The defect sites were removed and fixed in 10% neutral formalin for 7 days at room temperature, then replaced in 70% ethanol at 4 °C, followed by PBS rinsing. Thereafter, the specimens were subjected to micro-CT scans using a desktop Cone-Beam scanner (micro-CT 40, Scanco Medical AG, Brüttisellen, Switzerland). The X-ray source was set at 70 kV with 114 μA at an isotropic voxel size of 18 µm, which showed an image matrix of 2048 × 2048 pixels. The micro-CT images were then analyzed and reconstructed by using 3D structural analysis software (Amira, Visualization Sciences Group, Düsseldorf, Germany). The volume of interest was selected corresponding to the dimensions of the defect sites, with a diameter of 10-mm full-thickness cylinders. Bone volume (BV, mm3), bone density (BD, relative % to initial bone at the defect site), residual material volume (RMV, mm3), and mineralized tissue volume (MTV, mm3; BV + RMV) were calculated after the segmentation.

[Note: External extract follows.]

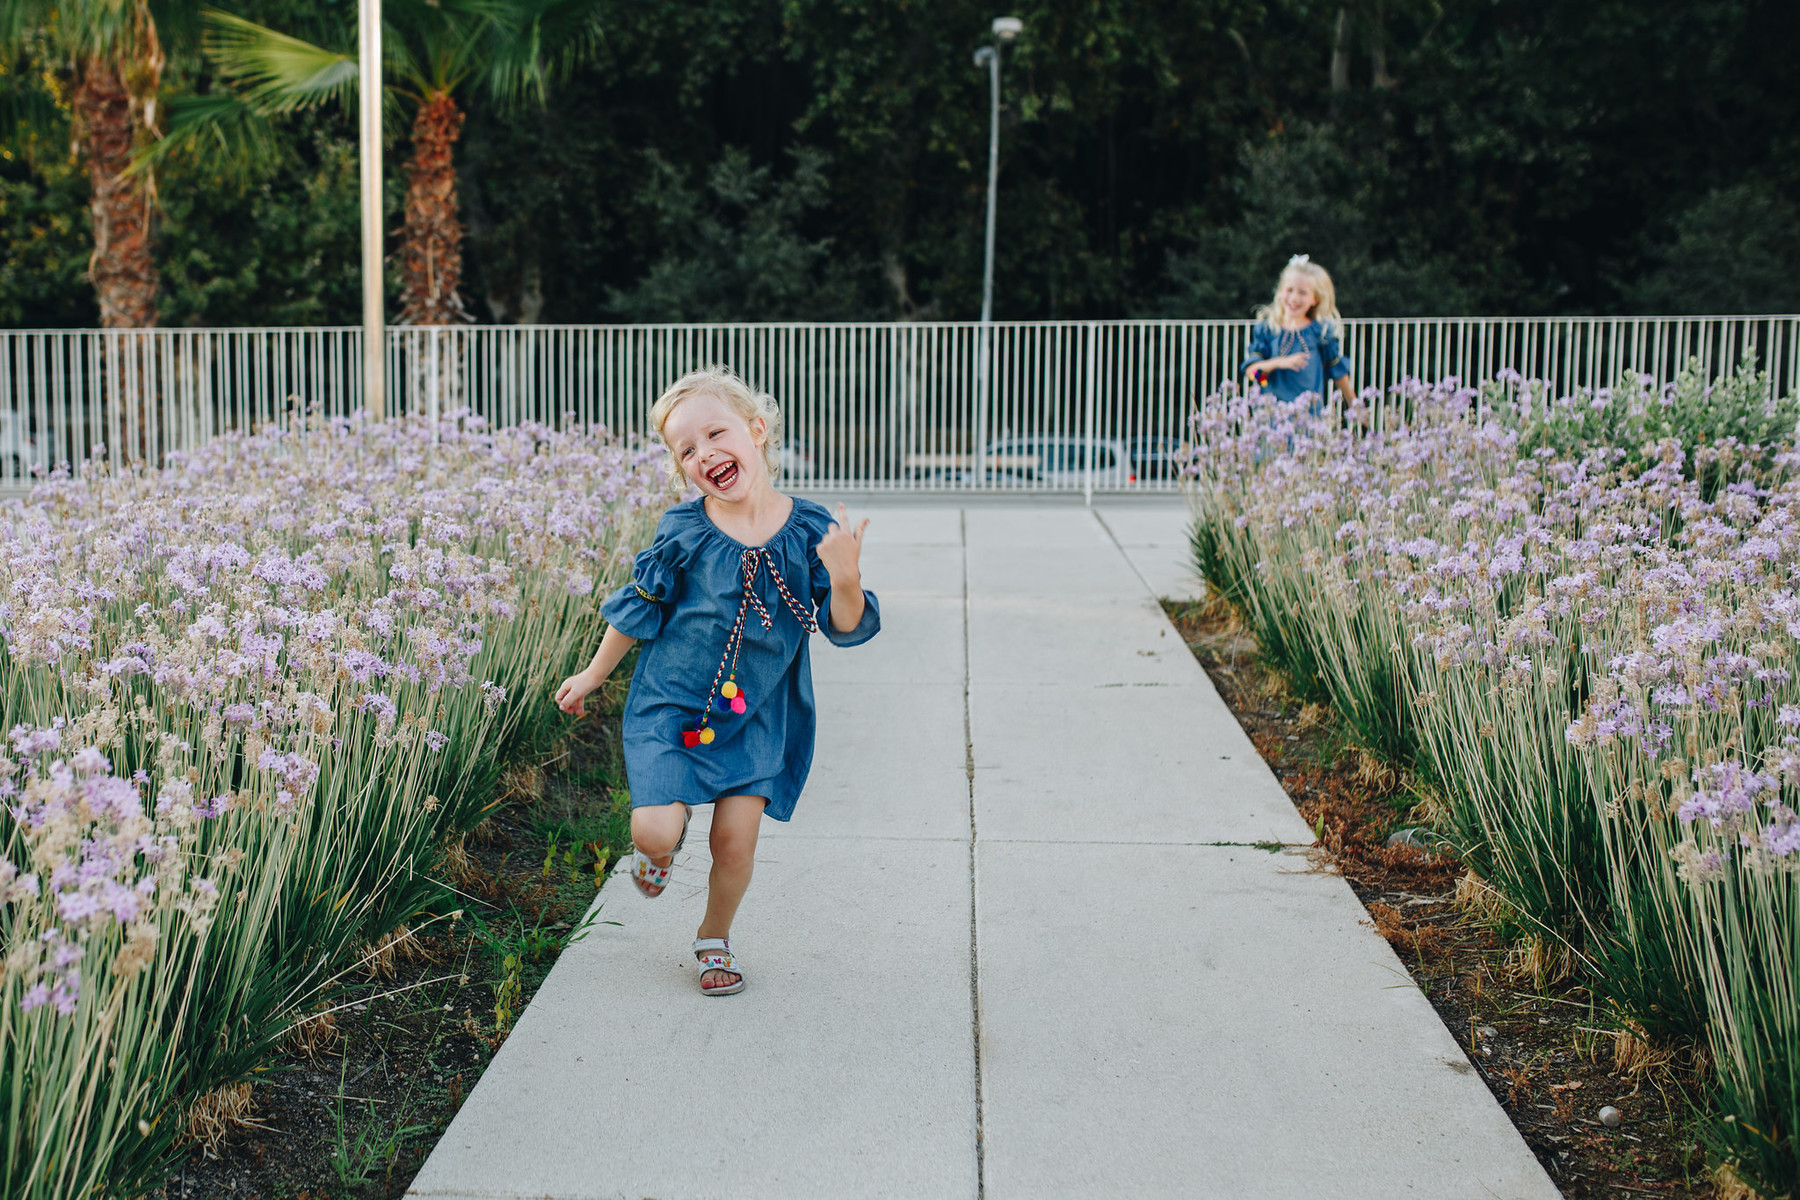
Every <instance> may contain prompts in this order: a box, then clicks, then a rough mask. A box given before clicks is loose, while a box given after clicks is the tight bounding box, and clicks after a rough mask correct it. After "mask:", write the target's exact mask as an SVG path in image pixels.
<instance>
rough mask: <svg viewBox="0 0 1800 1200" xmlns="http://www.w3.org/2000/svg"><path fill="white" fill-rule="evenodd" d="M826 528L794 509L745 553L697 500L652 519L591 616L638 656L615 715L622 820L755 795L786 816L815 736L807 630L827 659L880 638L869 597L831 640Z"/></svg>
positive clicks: (804, 779)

Histology and histomorphometry
Histology was performed on all prototypes mixed with blood and on all defects. The specimens were trimmed, dehydrated in ascending concentrations of ethanol, and embedded in methylmethacrylate without decalcification. The embedded tissue blocks were cut in a sagittal direction at the middle of the defects into approximately 800-µm thick ground sections using a slow-speed diamond saw (VC-50; LECO, St. Joseph, MI, USA). After mounting on acrylic glass slabs, the sections were ground and polished to a final thickness of 200 µm (Knuth Rotor-3; Struers, Ballerup, Denmark). The labeled bone was digitally photographed under a fluorescent microscope (Nikon Eclipse E800; Nikon, Tokyo, Japan). The sections were stained with toluidine blue combined with fuchsin. The images were photographed under a Wild Heerbrugg M400 ZOOM Makroskop for overviews and a light microscope (Nikon Eclipse E800) equipped with a digital imaging system (NIS Elements; Nikon). Morphometric analysis was performed by a graphic software (Photoshop CS6; Adobe, San Jose, CA, USA) using the corresponding 10-mm initial defect area as the region of interest 1 (ROI 1). Furthermore, each ROI 1 was divided into ROI 2 (central area of a defect) and ROI 3 (peripheral area of a defect) (Fig. 2). The parameters including horizontal defect closure (%), new bone area (NBA, relative % to total augmentation area), bone marrow area (relative % to total augmentation area), residual material area (RMA, relative % to total augmentation area), mineralized tissue area (MTA, NBA + RMA; relative % to total augmentation area), and connective tissue area (CTA, relative % to total augmentation area) were calculated.
For all the quantitative data, the means and all plots of values were represented. The statistical analysis was done by one-way analysis of variance with Tukey test by a statistical program (GraphPad Prism 7.0 software; GraphPad Software, Inc., La Jolla, CA, USA). The p values < 0.05 were considered significant.